DOP50 Recommencement of Inflammatory Bowel Disease medications following colectomy for Ulcerative Colitis

Ledder, O.(1);Lujan, R.(1);Orlanski-Meyer, E.(1);Friss, C.(1);Loewenberg Weisband, Y.(2);Greenfeld, S.(3);Kariv, R.(3);Lederman, N.(4);Matz, E.(5);Focht, G.(1);Yanai, H.(6);Ollech, Y.(6);Dotan, I.(6);Turner, D.(1)

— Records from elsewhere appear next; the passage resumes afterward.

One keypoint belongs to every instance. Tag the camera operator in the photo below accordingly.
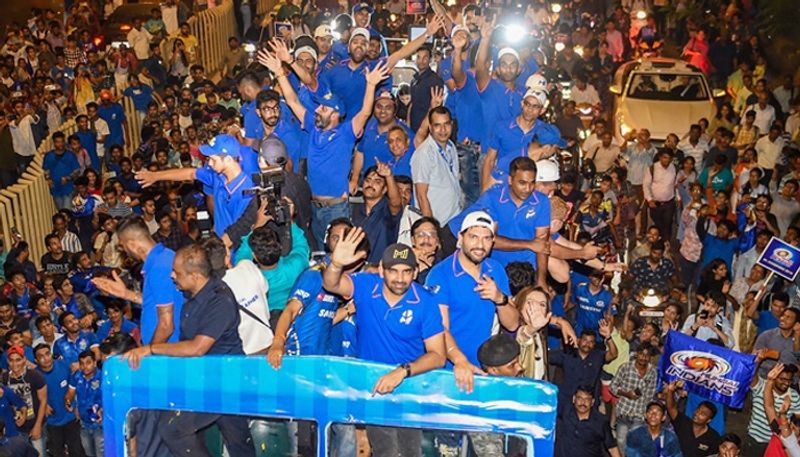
(272, 157)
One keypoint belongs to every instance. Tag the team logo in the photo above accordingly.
(703, 369)
(407, 317)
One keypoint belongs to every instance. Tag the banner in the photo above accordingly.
(780, 257)
(707, 370)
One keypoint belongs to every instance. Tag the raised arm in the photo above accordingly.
(333, 278)
(411, 47)
(274, 65)
(482, 74)
(374, 77)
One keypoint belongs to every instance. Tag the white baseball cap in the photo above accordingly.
(477, 219)
(547, 171)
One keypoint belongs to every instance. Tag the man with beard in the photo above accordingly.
(390, 304)
(330, 145)
(161, 302)
(268, 108)
(347, 78)
(523, 216)
(209, 326)
(471, 289)
(380, 212)
(583, 429)
(374, 144)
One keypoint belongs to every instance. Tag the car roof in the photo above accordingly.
(663, 65)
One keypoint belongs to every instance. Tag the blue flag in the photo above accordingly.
(707, 370)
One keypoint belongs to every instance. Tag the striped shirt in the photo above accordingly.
(759, 429)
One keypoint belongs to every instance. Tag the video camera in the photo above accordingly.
(269, 184)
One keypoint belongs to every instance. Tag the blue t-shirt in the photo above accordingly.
(89, 395)
(517, 223)
(8, 403)
(310, 332)
(57, 381)
(329, 155)
(230, 202)
(471, 317)
(61, 166)
(114, 116)
(70, 350)
(590, 307)
(141, 96)
(374, 146)
(393, 334)
(159, 290)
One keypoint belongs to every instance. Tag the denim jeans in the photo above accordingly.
(92, 440)
(625, 425)
(468, 157)
(321, 216)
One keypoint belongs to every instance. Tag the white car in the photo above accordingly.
(662, 95)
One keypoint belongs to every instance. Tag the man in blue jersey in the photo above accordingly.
(523, 218)
(398, 323)
(305, 325)
(160, 300)
(471, 289)
(63, 428)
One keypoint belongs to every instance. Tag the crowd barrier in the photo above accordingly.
(28, 205)
(328, 390)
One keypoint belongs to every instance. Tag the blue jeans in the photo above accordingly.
(92, 440)
(468, 156)
(321, 216)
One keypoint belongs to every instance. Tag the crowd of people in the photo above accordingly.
(299, 202)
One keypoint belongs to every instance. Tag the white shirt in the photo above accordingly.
(439, 169)
(140, 42)
(764, 117)
(250, 289)
(22, 136)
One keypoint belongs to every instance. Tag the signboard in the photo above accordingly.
(328, 390)
(707, 370)
(415, 6)
(780, 257)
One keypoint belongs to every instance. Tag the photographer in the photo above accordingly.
(272, 158)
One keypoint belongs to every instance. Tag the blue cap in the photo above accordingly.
(363, 5)
(222, 145)
(330, 100)
(549, 134)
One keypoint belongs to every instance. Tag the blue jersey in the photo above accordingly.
(69, 350)
(57, 381)
(393, 334)
(590, 307)
(471, 317)
(89, 396)
(310, 332)
(514, 222)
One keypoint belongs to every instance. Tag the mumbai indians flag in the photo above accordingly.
(707, 370)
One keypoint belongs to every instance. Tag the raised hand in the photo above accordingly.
(377, 74)
(345, 252)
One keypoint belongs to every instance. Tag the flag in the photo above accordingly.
(707, 370)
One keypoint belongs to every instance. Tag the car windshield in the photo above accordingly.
(659, 86)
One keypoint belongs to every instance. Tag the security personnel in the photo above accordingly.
(330, 145)
(398, 323)
(522, 215)
(593, 300)
(209, 326)
(471, 289)
(223, 176)
(306, 323)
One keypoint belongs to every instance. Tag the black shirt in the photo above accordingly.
(691, 446)
(583, 438)
(213, 312)
(56, 266)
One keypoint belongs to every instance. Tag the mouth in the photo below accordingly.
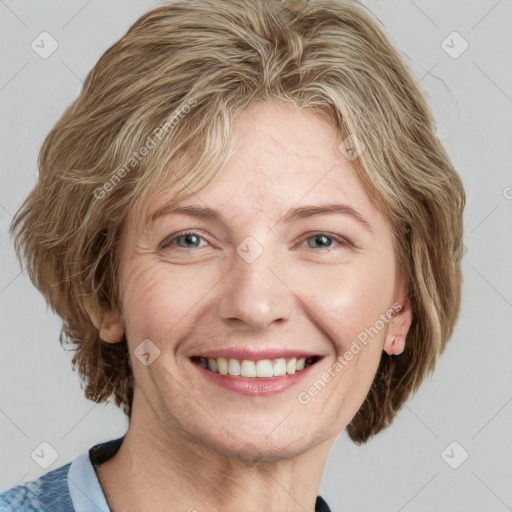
(262, 368)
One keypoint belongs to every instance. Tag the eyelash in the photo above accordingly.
(340, 240)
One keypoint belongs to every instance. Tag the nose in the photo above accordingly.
(255, 293)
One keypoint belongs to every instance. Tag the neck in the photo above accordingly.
(155, 468)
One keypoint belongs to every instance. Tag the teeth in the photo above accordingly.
(233, 367)
(262, 368)
(222, 365)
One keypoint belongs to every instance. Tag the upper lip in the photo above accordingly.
(255, 354)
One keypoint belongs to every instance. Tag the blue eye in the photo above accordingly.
(188, 238)
(325, 240)
(191, 240)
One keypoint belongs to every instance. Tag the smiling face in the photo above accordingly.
(253, 281)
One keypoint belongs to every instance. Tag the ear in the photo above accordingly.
(107, 321)
(398, 327)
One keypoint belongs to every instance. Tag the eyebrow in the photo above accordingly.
(292, 215)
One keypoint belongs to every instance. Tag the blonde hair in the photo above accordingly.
(173, 85)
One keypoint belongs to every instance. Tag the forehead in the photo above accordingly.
(284, 158)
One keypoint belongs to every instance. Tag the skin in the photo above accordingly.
(192, 445)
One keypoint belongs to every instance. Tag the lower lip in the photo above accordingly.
(256, 386)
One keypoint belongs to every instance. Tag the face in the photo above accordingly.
(262, 283)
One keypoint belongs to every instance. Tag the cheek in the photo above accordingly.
(158, 299)
(350, 300)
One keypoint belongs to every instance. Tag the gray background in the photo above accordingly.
(467, 400)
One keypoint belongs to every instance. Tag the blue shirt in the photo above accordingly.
(73, 487)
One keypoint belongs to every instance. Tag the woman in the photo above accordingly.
(251, 233)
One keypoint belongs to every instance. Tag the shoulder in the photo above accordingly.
(48, 493)
(321, 505)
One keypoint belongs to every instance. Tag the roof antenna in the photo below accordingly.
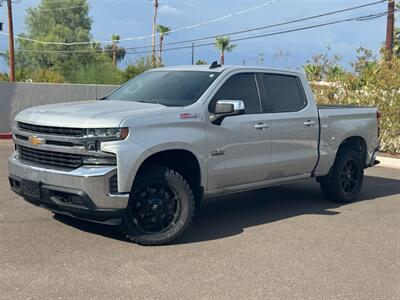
(214, 65)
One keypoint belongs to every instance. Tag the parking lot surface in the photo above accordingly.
(284, 242)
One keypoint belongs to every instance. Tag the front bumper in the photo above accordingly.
(82, 193)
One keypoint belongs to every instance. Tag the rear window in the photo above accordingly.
(281, 93)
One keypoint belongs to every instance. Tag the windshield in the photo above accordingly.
(169, 88)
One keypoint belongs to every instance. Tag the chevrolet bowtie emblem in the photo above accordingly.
(35, 140)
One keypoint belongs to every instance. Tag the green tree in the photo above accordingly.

(1)Shaare Zedek Medical Center, Department of Pediatric Gastroenterology and Nutrition, Jerusalem, Israel;(2)Clalit Health Services, Clalit Research Institute, Tel Aviv, Israel;(3)Maccabi Healthcare Services, Maccabi Healthcare Services, Tel Aviv, Israel;(4)Meuhedet Health Services, Meuhedet Health ServicesTel, Tel Aviv, Israel;(5)Leumit Health Services, Leumit Health Services, Tel Aviv, Israel;(6)Rabin Medical Center, Division of Gastroenterology, Petah Tikva, Israel

Background

Total colectomy (TC) is often considered a curative procedure for patients with chronic refractory ulcerative colitis (UC) or acute severe colitis. Chronic pouchitis and de novo Crohn’s disease (CD) are well recognized sequelae following TC, yet the true incidence of these are poorly characterized in large population models. We assessed the rate of subsequent utilization of IBD medications as a proxy marker of clinically significant pouchitis or de novo CD following TC for UC.

Methods

This study utilized data from the Epi-IIRN project, a meta-database incorporating patient data from all four health maintenance organisations (HMO) in Israel, representing 98% of the population. We included all patients identified in the prevalence cohort with an initial diagnosis of UC who underwent TC from January 2000, with ≥ 6 month follow-up. Primary outcome was utilization of IBD medications (including thiopurines, methotrexate, infliximab, adalimumab, vedolizumab, ustekinumab and tofacitinib) following TC.  Secondary outcomes were time to commencement of medications, hospitalizations and repeated surgery. Potential predictors of IBD medication use were identified using multivariable models.

Results

Overall 23,506 patients with UC were identified in the prevalence cohort of whom 456 patients underwent TC for UC and were included in our analysis. 51% of our sample were female, with a median follow up of 8.5 years (IQR 3.8-13.2) and 3956 patient-years. Median age at UC diagnosis was 44.1 (26.5-56.2) years and at TC was 50.2 (34.2-61.7). IBD medications were commenced in 88 (19%) of patients, including 54 (12%) biologics, 56 (12%) immunomodulators and 3 (1%) tofacitinib. A diagnosis of CD was formally assigned to 65 (75%) of these patients. The need for IBD medications was gradual (figure 1).

Patients recommenced on IBD medications were younger at diagnosis (30.3 years (18.3-49.7) vs 41.4 (24.2-55.6), p<0.001), at colectomy (34.3 (21.5-54.1) vs 47.5 (30.4-60.6), p<0.001) and with shorter interval from UC diagnosis to TC (2.2 years (1.0-3.3) vs 2.8 (1.4-5.1), p=0.03). TC during childhood was performed in 33 (7%) patients and these had higher utilization of IBD medications post TC (16/33 (49%) vs 72/423 (17%), p=0.001).

Conclusion

In this nationwide analysis we show that almost 20% of patients require ongoing IBD medications following TC for UC. Younger age is associated with higher rate of subsequent medication use. Patient expectations need be adjusted to account for the potential ongoing requirement of long-term medication following TC.